An unverified, espionage-oriented hacker group, suspected to be affiliated with the Chinese government, is reportedly behind recent attacks on Citrix NetScaler Application Delivery Controller (ADC) appliances by exploiting a now-resolved zero-day flaw.
Researchers have raised concerns that roughly 15,000 NetScaler ADC and NetScaler Gateway servers are exposed to similar attacks, exploiting the remote code execution (RCE) vulnerability known as CVE-2023-3519.
Citrix issued a patch for the bug last week, soon after the Cybersecurity and Infrastructure Security Agency (CISA) reported the flaw was exploited in June to misappropriate Microsoft Active Directory permissions and seize data from an undisclosed critical infrastructure organization.
In a recent blog post, cybersecurity firm Mandiant declared it was “actively engaged in investigations surrounding recently breached ADC appliances, fully patched during the time of exploitation.”
Despite current evidence being insufficient to identify the culprits, Mandiant revealed that historical research of similar cyber intrusions, including attacks on identical appliances last year, correlate with the methods of threat actors associated with China.
In December 2022, Citrix had patched a similar vulnerability in its ADC and Gateway appliances, which were actively targeted. Concurrently, the National Security Agency issued an advisory about APT5 – a threat group with apparent ties to the Chinese government, notorious for stealing U.S. and Asian telecom and military application technologies – and its active targeting of Citrix ADC instances.
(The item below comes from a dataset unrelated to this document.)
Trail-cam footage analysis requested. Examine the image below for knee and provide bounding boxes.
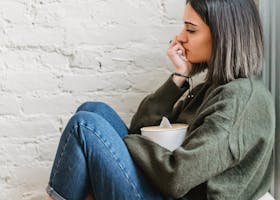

Over the years, Mandiant has investigated numerous intrusions at defense, government, technology, and telecommunications organizations, where suspected China-affiliated groups exploited zero-day vulnerabilities and deployed custom malware to steal user credentials and secure long-term access.
In other news, the Shadowserver Foundation expressed concerns that around 15,000 NetScaler servers could be prone to exploits due to a lack of patching. The nonprofit security organization’s observations are based on Citrix’s removal of version hash information in recent revisions.
Mandiant stressed the risks associated with successful exploitation of vulnerabilities in internet-connected edge devices, including ADCs, which could allow threat actors initial access without requiring human interaction.
In an advisory about the critical infrastructure organization attack, CISA highlighted the attackers’ use of a web shell on the victim’s ADC, enabling them to explore the Active Directory and extract data.
Mandiant found a web shell in one of the compromised appliances it analyzed, alongside six additional web shells and malicious executable and link format (ELF) files. The threat actors reportedly installed a persistent tunneler, providing encrypted reverse TCP/TLS connections to a predetermined command and control address.
The cybersecurity firm has recommended organizations promptly patch the vulnerability, evaluate the necessity of unrestricted internet access for their ADC or Gateway appliance management ports, and limit access where possible.
Given the sophistication of these attacks, Mandiant suggests a total rebuild for any exploited appliances, citing the likelihood of compromised components remaining even after the upgrade process.